Après une décennie d’efforts, le premier génome d’une espèce de tique, Ixodes scapularis, a été entièrement décrypté par une équipe internationale dirigée par Catherine Hill, professeure à la Purdue University (Indiana, Etats-Unis) et dont font partie Robert Waterhouse, maître-assistant, et Evgeny Zdobnov, professeur au Département de médecine génétique et développement (Faculté de médecine).

Maladie de Lyme

Ce minuscule arthropode, aussi appelé tique du cerf, se rencontre dans les forêts de l’est de l’Amérique du Nord. Cette avancée, publiée le 9 février dans la revue Nature Communications, devrait permettre aux scientifiques d’élaborer des stratégies visant à contrôler la prolifération de ce parasite et, surtout, à interférer dans la transmission à l’être humain de nombreux agents pathogènes qu’il véhicule. Le plus connu d’entre eux est la bactérie responsable de la maladie de Lyme que la tique du cerf peut inoculer à l’être humain, à l’instar de sa cousine européenne Ixodes ricinus ou tique du mouton.
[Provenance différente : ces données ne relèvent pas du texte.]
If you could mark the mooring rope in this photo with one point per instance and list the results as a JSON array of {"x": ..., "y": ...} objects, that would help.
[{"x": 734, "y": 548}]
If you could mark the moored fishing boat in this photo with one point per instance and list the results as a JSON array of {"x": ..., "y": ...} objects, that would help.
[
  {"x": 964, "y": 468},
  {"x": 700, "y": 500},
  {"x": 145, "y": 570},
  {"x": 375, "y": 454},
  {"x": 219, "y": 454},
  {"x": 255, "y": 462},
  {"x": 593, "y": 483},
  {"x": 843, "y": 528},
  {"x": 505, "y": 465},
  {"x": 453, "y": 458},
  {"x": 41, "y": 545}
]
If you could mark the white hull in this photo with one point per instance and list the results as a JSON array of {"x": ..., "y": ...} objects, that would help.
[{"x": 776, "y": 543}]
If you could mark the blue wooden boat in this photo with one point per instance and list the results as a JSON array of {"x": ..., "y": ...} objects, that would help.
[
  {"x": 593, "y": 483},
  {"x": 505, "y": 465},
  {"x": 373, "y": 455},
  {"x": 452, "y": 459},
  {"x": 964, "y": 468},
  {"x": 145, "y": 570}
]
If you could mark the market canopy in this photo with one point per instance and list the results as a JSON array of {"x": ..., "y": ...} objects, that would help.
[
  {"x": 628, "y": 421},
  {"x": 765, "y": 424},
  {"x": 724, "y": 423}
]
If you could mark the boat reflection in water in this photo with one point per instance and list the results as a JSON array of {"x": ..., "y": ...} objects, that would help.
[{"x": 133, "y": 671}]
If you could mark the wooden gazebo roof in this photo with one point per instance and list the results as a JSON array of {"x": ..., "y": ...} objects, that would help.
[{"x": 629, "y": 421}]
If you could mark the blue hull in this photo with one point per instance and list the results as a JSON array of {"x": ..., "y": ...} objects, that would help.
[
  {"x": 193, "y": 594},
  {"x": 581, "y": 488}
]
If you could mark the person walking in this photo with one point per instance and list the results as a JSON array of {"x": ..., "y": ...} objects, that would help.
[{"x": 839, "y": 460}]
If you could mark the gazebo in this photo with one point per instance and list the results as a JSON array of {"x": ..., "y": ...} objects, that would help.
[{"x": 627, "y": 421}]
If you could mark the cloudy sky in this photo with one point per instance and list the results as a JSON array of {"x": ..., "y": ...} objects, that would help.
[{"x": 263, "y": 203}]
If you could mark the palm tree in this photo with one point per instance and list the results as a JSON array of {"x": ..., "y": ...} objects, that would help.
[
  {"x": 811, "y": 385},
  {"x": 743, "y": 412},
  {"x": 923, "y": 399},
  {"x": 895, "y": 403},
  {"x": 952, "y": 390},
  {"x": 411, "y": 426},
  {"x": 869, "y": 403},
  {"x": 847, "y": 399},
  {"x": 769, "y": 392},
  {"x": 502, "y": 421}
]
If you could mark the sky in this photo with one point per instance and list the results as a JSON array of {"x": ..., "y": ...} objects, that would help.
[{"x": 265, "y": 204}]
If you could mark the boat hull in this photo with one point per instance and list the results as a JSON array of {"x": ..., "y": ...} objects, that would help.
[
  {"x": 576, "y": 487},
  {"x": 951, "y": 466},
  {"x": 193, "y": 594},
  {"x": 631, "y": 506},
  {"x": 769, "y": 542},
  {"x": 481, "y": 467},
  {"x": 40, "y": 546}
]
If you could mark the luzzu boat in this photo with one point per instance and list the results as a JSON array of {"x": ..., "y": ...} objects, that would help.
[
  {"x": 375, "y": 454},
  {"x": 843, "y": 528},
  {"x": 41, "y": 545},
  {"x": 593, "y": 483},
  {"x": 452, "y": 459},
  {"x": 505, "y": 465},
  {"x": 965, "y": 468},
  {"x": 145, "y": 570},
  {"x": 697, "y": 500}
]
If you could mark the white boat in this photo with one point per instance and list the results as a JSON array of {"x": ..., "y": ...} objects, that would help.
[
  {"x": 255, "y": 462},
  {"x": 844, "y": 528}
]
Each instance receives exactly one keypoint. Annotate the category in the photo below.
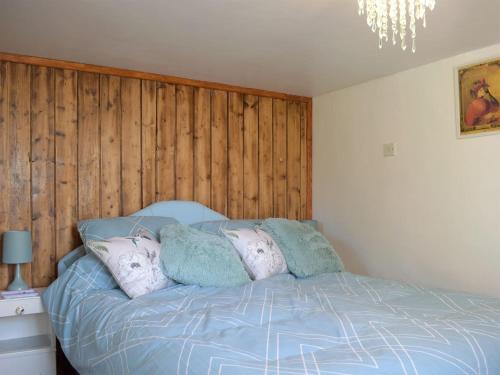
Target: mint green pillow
(191, 256)
(307, 252)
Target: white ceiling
(304, 47)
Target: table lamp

Avec 10 000 nouveaux patients par année, l’occurrence de la maladie de Lyme en Suisse est l’une des plus élevées d’Europe. Bien que non mortelle, elle peut néanmoins provoquer des séquelles permanentes et très invalidantes si elle n’est pas soignée avant qu’elle ne devienne chronique.

En plus de la maladie de Lyme, la tique est susceptible de transmettre d’autres agents pathogènes tels que ceux responsables de l’anaplasmose humaine, la babésiose ou encore de l’encéphalomyélite de Powassan, rare mais potentiellement mortelle.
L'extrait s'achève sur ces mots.